En Séville, je vis l'oranger pousser en plein milieu de la ville.
Enrôlé comme soldat dans une troupe touristique, j'étais affecté à un régiment de tirailleurs à petit grain. En guerilla urbaine, on mitraillait tout ce qui bougait et même ce qui ne bougait pas. La ville était déjà presque sous contrôle, des bataillons de la coallition étrangère patrouillaient en rangs serrés et le centre était une zone conquise. Sans rendre les armes, notre détachement partit en quête du dernier bastion d'irréductibles car nous recherchions la gloire authentique du tourisme alternatif. Au bout de notre viseur, on figeait tous les autoctones pour l' éternité. Les toréros, les joueurs de castagnettes et les gominés de tous poils succombaient en masses.
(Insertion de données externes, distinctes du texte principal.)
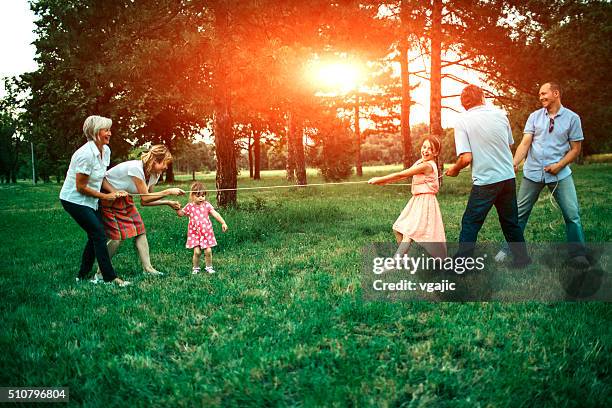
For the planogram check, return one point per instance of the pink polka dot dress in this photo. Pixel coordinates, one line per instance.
(199, 231)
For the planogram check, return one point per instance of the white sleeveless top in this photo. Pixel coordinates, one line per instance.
(120, 176)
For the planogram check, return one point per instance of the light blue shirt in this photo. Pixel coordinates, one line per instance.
(485, 132)
(549, 148)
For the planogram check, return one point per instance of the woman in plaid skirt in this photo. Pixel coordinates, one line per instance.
(120, 216)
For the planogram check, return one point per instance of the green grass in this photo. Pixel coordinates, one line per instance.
(283, 321)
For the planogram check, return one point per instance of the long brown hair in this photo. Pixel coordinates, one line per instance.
(196, 187)
(157, 153)
(436, 146)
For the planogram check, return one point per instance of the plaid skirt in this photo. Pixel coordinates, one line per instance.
(121, 218)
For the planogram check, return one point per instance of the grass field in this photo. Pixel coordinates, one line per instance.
(283, 322)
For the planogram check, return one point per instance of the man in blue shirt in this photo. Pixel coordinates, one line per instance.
(552, 140)
(482, 139)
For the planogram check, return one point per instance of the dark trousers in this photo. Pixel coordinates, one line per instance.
(95, 248)
(502, 195)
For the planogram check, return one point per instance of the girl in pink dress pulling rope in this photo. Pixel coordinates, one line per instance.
(421, 219)
(200, 234)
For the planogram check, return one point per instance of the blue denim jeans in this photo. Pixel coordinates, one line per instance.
(564, 193)
(95, 249)
(502, 195)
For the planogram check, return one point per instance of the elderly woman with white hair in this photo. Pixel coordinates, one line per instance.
(81, 191)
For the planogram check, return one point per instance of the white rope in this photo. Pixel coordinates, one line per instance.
(284, 186)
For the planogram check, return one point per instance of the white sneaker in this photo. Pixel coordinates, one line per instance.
(97, 279)
(121, 284)
(501, 256)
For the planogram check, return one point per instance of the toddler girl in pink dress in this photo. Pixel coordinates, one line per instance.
(421, 219)
(200, 234)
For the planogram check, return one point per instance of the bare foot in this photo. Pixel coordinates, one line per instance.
(120, 282)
Transpercés, ils poussaient un fier "Olé". De fait, même infestée, la ville Andalouse resistait encore à la contamination étrangère car sa chappe de chaleur rendait difficile l'acclimatation des colons. De guerre lasse on avait simplement admit l'armistice et finalement on me donnait ma permission...
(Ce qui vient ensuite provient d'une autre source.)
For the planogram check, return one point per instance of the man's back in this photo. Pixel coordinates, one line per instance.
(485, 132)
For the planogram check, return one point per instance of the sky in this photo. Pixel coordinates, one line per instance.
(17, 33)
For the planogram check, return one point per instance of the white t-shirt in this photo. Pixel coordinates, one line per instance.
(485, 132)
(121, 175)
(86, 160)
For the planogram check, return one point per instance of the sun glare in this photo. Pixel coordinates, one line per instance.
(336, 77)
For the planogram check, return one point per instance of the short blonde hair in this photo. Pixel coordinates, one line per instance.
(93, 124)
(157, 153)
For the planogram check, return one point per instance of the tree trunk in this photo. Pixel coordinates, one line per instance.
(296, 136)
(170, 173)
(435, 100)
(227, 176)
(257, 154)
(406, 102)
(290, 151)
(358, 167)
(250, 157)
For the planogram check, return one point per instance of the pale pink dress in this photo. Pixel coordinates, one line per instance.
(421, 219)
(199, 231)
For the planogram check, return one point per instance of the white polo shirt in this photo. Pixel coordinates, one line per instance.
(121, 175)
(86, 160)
J'étais assoiffé, j'avais envie de femmes. La fatigue et les fleurs se mélangaient, remplissant mon imagination de légionnaire d'un érotisme luxuriant. Et j'allais par les petites rues chercher celle là qui m'étancherais tout à fait. Je scrutais ces passantes langoureuses et offertes. Tout au désespoir de mon rafraichissement, mes illusions vacillèrent un temps car je ne trouvais que des déportées, femmes d'ailleurs sans intérêts, aux douceurs trop connues, par trop continentales : rien que des chairs classiques imprimées des tendresses paneuropéannistes. Au détour d'une arène, je guettais l'apparition de cette brune dans sa robe amarillée* sanguine. Je l'attendais, elle qui me consummerait le coeur, je la reconnaitrais à sa rose rouge posée dans ses cheveux d'ébène. Et la braise de ses yeux attisera mes charbons déja ardents.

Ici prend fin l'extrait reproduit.